Snoop Dogg was one of the most interesting shows I have ever worked on, in terms of working with a different kind of tour party, in so many ways. In the middle of all this, I find myself standing in the lobby of a hotel watching history walk towards me, not looking a day different for 6 years of not seeing them. No matter how you move on or change, there are something’s in this world that remain constant, chocolate will always soothe the soul, shoes will always make a girl smile, especially if they have red soles, and some people  will always look good in a suit and make you smile so big you think your jaw will never stop aching. I left the hotel feeling very odd. My world in 2 weeks has had a fairly major shift in focus, and that makes you think. The pondering I will keep to myself, as we all know how I can ramble and these thoughts so far make about as much sense as Charlie Sheen, slightly less if truth were to be told, and just without the drugs, porn stars and warlock talk.

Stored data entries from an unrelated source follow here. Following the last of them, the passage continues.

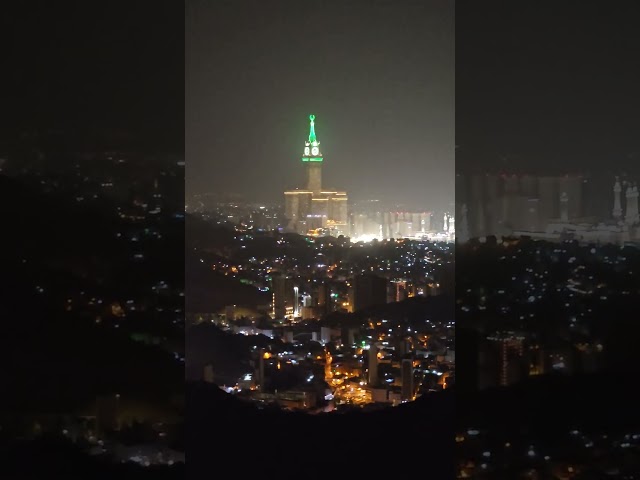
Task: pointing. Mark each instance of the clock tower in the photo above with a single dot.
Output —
(312, 158)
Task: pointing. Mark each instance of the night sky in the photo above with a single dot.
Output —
(378, 75)
(551, 85)
(85, 67)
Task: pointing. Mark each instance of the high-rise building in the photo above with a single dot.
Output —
(312, 208)
(407, 379)
(373, 365)
(368, 291)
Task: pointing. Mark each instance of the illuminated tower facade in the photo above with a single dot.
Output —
(312, 158)
(314, 210)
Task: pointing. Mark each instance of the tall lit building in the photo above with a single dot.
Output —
(314, 209)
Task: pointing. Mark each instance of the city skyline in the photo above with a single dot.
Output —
(385, 108)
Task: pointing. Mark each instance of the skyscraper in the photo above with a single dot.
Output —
(313, 208)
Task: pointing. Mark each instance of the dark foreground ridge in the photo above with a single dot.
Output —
(417, 437)
(219, 426)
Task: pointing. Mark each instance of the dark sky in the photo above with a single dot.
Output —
(378, 75)
(95, 66)
(548, 84)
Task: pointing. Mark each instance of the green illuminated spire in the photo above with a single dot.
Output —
(312, 130)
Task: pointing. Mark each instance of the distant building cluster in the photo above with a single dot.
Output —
(548, 207)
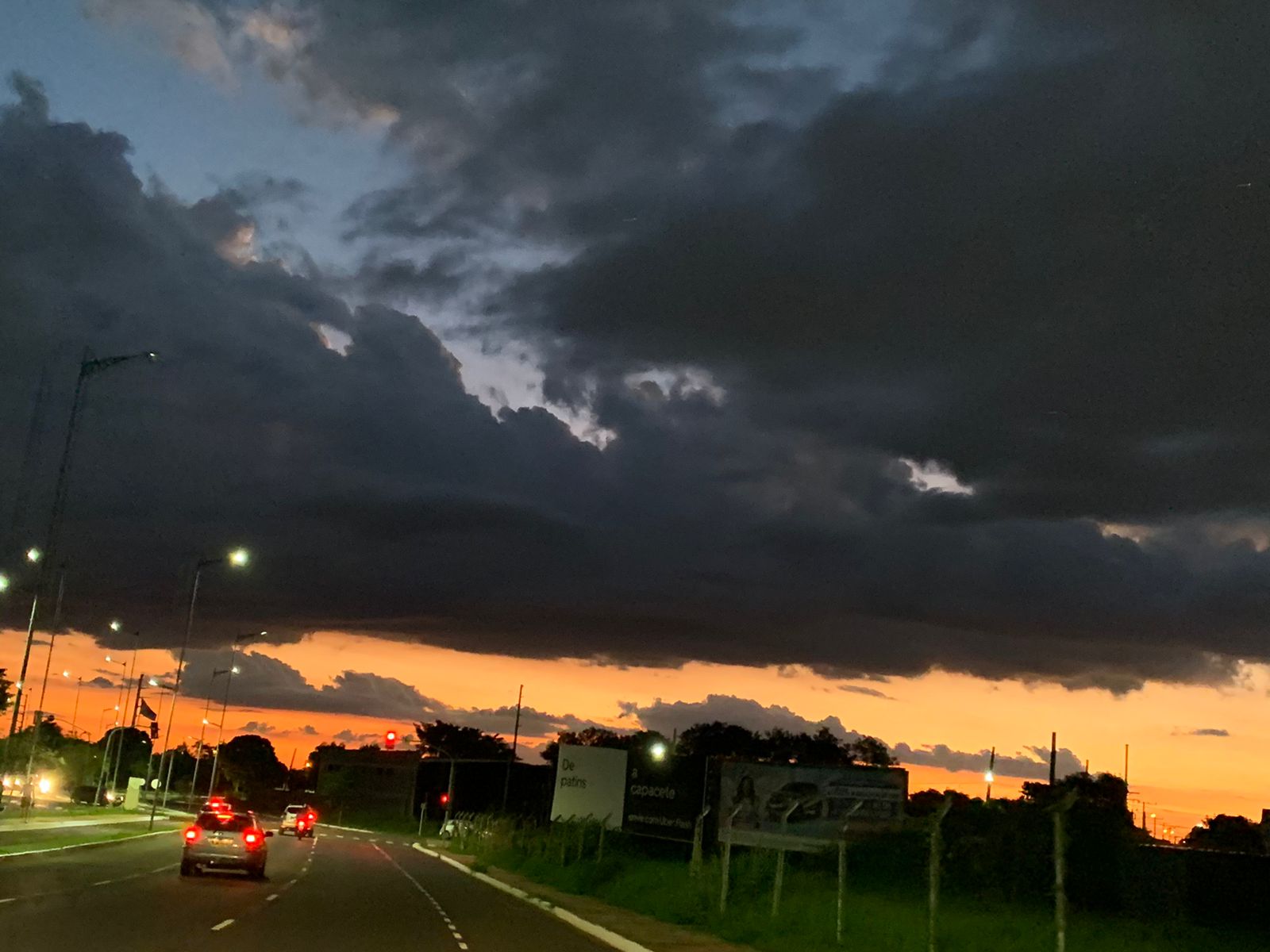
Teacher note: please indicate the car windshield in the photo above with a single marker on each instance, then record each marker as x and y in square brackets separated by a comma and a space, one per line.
[229, 823]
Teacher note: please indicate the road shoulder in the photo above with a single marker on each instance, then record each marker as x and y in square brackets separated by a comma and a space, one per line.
[641, 933]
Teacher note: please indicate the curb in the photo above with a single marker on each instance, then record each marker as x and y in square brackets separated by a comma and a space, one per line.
[597, 932]
[84, 846]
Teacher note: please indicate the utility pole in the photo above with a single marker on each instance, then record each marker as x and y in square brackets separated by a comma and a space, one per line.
[516, 743]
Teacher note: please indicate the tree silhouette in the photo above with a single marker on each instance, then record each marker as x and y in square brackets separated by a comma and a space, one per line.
[1233, 835]
[450, 740]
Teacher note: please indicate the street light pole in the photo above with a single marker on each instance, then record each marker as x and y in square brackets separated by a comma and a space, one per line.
[238, 558]
[202, 731]
[33, 555]
[79, 685]
[52, 634]
[89, 366]
[225, 704]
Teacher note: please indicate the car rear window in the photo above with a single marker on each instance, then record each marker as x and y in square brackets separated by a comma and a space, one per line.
[232, 823]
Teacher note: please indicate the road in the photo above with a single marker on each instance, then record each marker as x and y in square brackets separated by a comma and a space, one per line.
[338, 892]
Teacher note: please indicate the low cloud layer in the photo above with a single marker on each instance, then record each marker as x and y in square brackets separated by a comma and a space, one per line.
[266, 683]
[670, 717]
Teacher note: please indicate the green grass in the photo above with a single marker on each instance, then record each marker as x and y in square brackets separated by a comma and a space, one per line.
[14, 843]
[878, 920]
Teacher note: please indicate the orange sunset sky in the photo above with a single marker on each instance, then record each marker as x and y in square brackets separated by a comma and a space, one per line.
[1180, 776]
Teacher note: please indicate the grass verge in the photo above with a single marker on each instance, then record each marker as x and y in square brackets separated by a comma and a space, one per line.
[878, 920]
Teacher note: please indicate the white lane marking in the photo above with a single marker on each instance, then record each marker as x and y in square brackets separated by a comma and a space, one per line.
[432, 899]
[597, 932]
[82, 846]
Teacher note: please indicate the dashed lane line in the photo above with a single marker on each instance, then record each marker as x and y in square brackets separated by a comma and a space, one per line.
[436, 905]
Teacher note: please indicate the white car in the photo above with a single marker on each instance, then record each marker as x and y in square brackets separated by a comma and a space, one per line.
[298, 820]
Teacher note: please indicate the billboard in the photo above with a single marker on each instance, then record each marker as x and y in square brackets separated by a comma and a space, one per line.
[816, 799]
[590, 782]
[664, 799]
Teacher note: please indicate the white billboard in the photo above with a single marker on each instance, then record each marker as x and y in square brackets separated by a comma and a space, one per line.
[591, 782]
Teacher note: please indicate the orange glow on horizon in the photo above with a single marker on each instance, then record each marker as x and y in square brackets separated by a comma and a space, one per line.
[1180, 776]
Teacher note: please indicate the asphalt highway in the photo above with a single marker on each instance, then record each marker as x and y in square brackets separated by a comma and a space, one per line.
[341, 892]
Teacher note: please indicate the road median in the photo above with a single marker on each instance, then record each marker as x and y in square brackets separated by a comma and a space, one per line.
[51, 842]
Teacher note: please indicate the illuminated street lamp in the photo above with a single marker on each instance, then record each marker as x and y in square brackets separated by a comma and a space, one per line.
[225, 704]
[33, 556]
[89, 367]
[237, 558]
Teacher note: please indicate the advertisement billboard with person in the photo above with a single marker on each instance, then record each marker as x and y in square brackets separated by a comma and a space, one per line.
[804, 808]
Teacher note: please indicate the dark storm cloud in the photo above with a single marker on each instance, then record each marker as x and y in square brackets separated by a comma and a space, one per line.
[867, 692]
[673, 716]
[1022, 244]
[266, 683]
[256, 727]
[679, 715]
[1022, 766]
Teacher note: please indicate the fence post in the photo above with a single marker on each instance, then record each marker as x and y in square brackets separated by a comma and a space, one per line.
[698, 835]
[582, 837]
[727, 860]
[780, 860]
[1060, 812]
[937, 848]
[842, 866]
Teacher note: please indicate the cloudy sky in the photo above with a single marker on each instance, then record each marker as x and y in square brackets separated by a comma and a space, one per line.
[897, 367]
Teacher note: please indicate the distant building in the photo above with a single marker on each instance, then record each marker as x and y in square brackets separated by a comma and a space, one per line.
[368, 781]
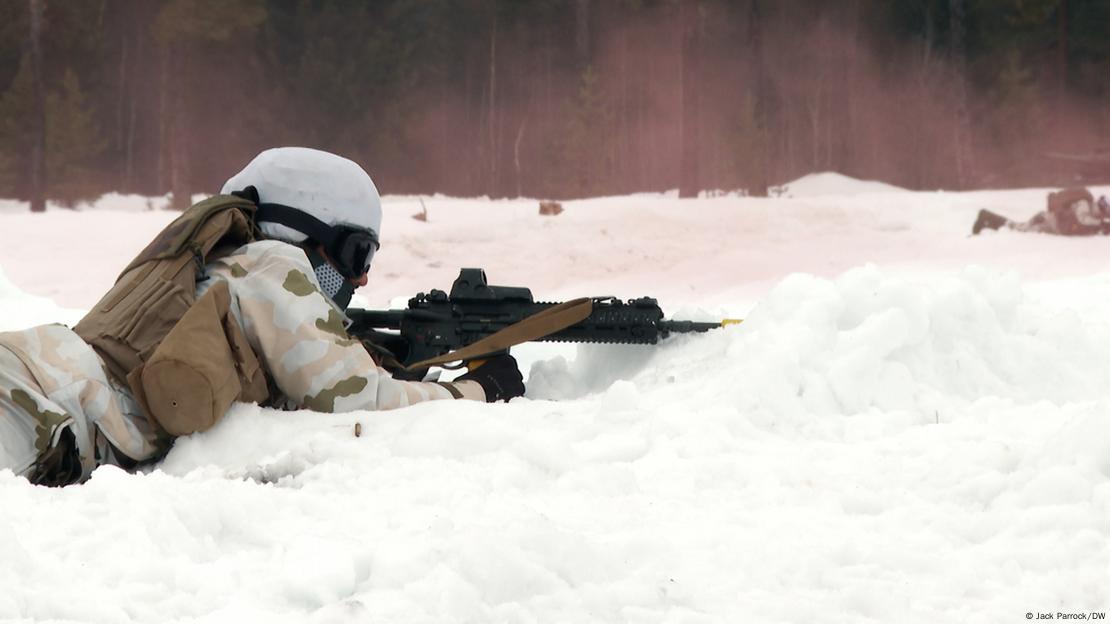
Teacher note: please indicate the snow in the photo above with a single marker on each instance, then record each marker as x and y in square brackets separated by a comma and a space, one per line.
[910, 425]
[833, 183]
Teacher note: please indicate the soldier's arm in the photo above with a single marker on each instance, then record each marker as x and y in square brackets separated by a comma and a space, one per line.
[300, 338]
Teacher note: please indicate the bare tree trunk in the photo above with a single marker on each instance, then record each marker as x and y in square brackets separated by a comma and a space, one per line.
[516, 154]
[759, 179]
[690, 69]
[582, 32]
[1061, 46]
[493, 103]
[163, 113]
[957, 10]
[38, 178]
[129, 149]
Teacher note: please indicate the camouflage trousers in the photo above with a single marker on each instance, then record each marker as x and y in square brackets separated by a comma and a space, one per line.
[60, 415]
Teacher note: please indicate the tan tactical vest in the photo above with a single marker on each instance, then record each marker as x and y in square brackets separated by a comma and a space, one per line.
[185, 360]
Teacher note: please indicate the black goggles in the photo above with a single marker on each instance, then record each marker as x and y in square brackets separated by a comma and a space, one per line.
[350, 249]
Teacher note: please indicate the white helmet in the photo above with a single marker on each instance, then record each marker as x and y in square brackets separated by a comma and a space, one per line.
[328, 187]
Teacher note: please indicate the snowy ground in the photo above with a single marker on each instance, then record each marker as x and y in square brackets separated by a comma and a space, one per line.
[911, 425]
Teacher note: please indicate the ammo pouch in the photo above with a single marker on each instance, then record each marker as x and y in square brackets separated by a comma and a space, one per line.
[200, 369]
[185, 360]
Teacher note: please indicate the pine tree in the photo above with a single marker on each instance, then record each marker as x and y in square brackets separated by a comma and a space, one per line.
[73, 142]
[14, 140]
[584, 164]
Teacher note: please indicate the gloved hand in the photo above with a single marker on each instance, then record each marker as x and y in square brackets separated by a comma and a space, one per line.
[500, 378]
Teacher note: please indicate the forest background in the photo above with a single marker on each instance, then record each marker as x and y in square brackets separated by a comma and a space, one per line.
[554, 98]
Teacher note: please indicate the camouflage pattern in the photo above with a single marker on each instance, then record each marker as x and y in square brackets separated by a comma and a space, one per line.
[51, 380]
[300, 335]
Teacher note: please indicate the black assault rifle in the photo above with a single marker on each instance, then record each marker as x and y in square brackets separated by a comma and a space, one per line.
[439, 323]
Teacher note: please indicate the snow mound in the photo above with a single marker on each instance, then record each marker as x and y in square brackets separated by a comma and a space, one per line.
[831, 183]
[19, 310]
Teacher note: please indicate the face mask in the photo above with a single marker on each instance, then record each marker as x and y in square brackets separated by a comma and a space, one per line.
[334, 285]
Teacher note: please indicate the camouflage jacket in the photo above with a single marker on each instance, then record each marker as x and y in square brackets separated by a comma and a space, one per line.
[295, 330]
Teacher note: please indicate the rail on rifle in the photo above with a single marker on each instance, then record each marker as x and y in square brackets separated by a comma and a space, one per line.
[437, 322]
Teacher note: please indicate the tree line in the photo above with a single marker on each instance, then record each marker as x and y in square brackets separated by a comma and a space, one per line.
[553, 98]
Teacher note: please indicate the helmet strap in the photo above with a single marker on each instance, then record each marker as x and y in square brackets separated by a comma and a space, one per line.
[337, 288]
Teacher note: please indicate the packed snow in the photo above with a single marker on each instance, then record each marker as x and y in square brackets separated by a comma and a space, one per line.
[911, 424]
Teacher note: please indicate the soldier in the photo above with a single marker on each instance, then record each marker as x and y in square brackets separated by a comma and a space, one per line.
[1071, 212]
[217, 310]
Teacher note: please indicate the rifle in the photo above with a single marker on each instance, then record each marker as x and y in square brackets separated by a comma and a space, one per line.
[477, 320]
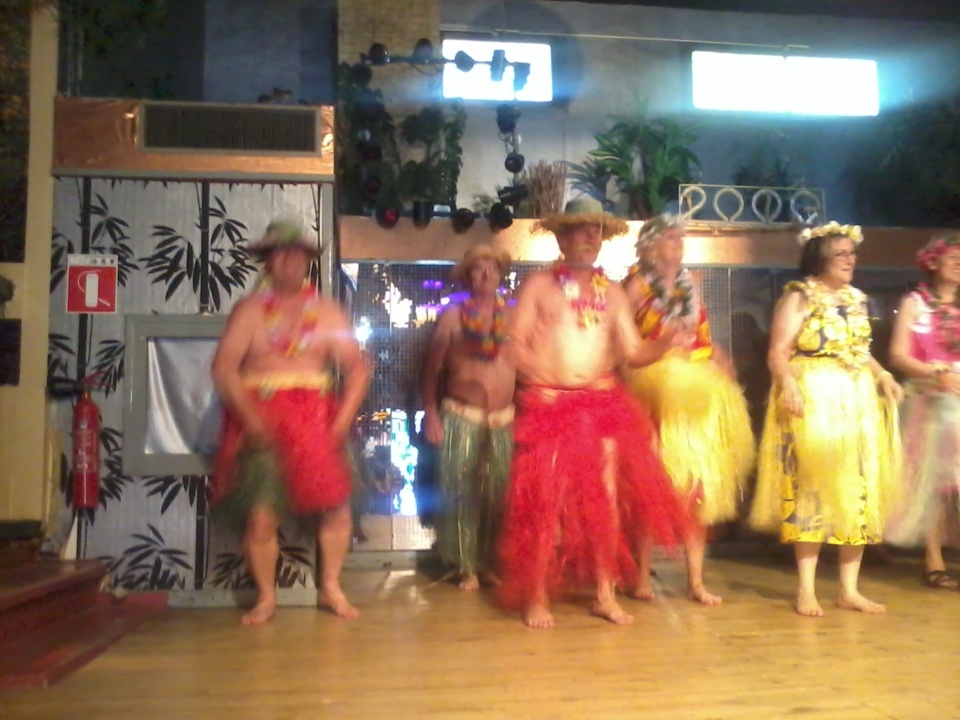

I have been refusing to entertain a birthday this year as I do not want to turn 30, I rephrase that, didn’t want to turn 30. I have decided to stop being childish, if I am going to be 30 I should behave like a grown up. I realized that by not throwing a party in normal Maxine style just actually makes me one of ‘those’ 30 year olds. So with renewed optimism and a slightly scaled down event streak, due to chronic fatigue am going to celebrate my birthday in the manner in which it should be. Surrounded by friends, and drinking Champagne. I will however refrain from sending out the invites just yet, it is after all only May and well I get to be 29 for another glorious 3 months.

I am going to attack the rest of this year in the style of which I am proud of. I will reclaim my social status, and I will reclaim my hold on my sense of being. My kitchen is woefully underused this year, and the new cooker I bought in order to aid me with my mega cooking sessions still sits unplugged in. I am very fond of the old one, however cooking for 12 with only 1 working ring on the stove top can prove a little dicey at times. All is well with one chef, but add Mother Chef into the equation and there are just not enough electric rings to go round.

On other fronts, things are changing, noticeably my front, and rear.  I have dropped a few kilos and as such am now facing the dreaded task of the wardrobe over haul, the easy bit has been done, I have bought new clothes, interims as they are called. I then bought another set of interims as the first set got a bit baggy. This is great, a whole new set of underwear (that took some doing I have to add, aided by a surly Philipino lady and a much aggrieved mother). However I have to chuck out all the old stuff. This is going to take some doing. 6 wardrobes full of clothes that I love, but will have to get rid off. Its enough to make a girl cry. Safe to say my shoes all still fit, as do my handbags. Which to be quite frank is neither here nor there as if they didn’t fit, I would wedge tissue paper in them and wear them anyway, such does my love for my shiny feet covers run deep.

It’s been an odd few weeks, and now I am making some life plans, I have some life admin to get through, and then life will undoubtedly throw some new curveball at me and I will have to re-evaluate. Such is life.